Partiamo dal burro, che in Europa sembra aver cambiato rotta. Le quotazioni a Kempten, uno dei mercati di riferimento, hanno registrato un calo del 14% da dicembre 2024, scendendo ai livelli più bassi dall'agosto dello stesso anno. Una boccata d'aria fresca dopo l'inflazione record del 2024, che ha messo in difficoltà tutto il comparto. Come spiegano da Aretè, il burro sta "beneficiando" di una maggiore remuneratività rispetto al mix formaggio-siero, proprio in un momento in cui la domanda è in calo per ragioni stagionali e i prezzi europei non sono più così competitivi rispetto a quelli di Usa e Oceania.
Sul fronte opposto, invece, l'olio di cocco è protagonista di un'impennata decisa, accompagnata da una volatilità che sta facendo drizzare le antenne a chi lavora nel comparto. A Rotterdam, nei primi venti giorni di febbraio, le quotazioni sono già salite del 4%, trascinando con sé anche l'olio di palmisto (+5%) e l'olio di palma, che ha visto un vero e proprio balzo del 30%. Numeri impressionanti, che trovano una spiegazione chiara nella scarsità di offerta. Dietro a questa tensione ci sono problemi produttivi importanti, soprattutto nelle Filippine, uno dei principali produttori mondiali. A gennaio 2025, le esportazioni filippine sono calate del 10% rispetto allo stesso mese dell'anno precedente, segnando anche un rallentamento rispetto ai mesi precedenti.

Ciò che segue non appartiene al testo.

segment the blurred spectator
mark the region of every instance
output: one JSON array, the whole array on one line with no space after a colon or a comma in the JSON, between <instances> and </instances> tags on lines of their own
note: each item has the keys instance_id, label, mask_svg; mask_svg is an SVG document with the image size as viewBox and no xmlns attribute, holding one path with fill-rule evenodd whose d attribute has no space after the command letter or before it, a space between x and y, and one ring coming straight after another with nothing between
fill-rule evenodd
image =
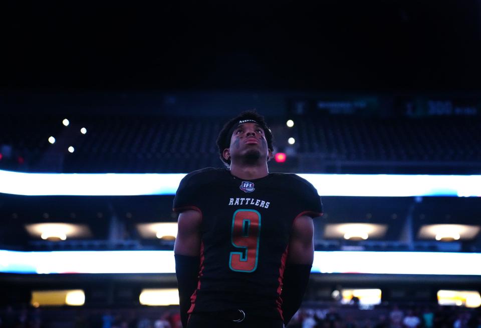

E meno prodotto disponibile significa, inevitabilmente, prezzi alle stelle. Come se non bastasse, a complicare ulteriormente le cose ci pensa la logistica. Nonostante la tregua tra Palestina e Israele abbia portato a una sospensione degli attacchi alle navi da parte dei ribelli Houthi, il traffico attraverso il Canale di Suez resta molto limitato. E quando le rotte commerciali si bloccano, i prezzi non possono fare altro che salire, tra costi di spedizione che aumentano e ritardi nelle consegne.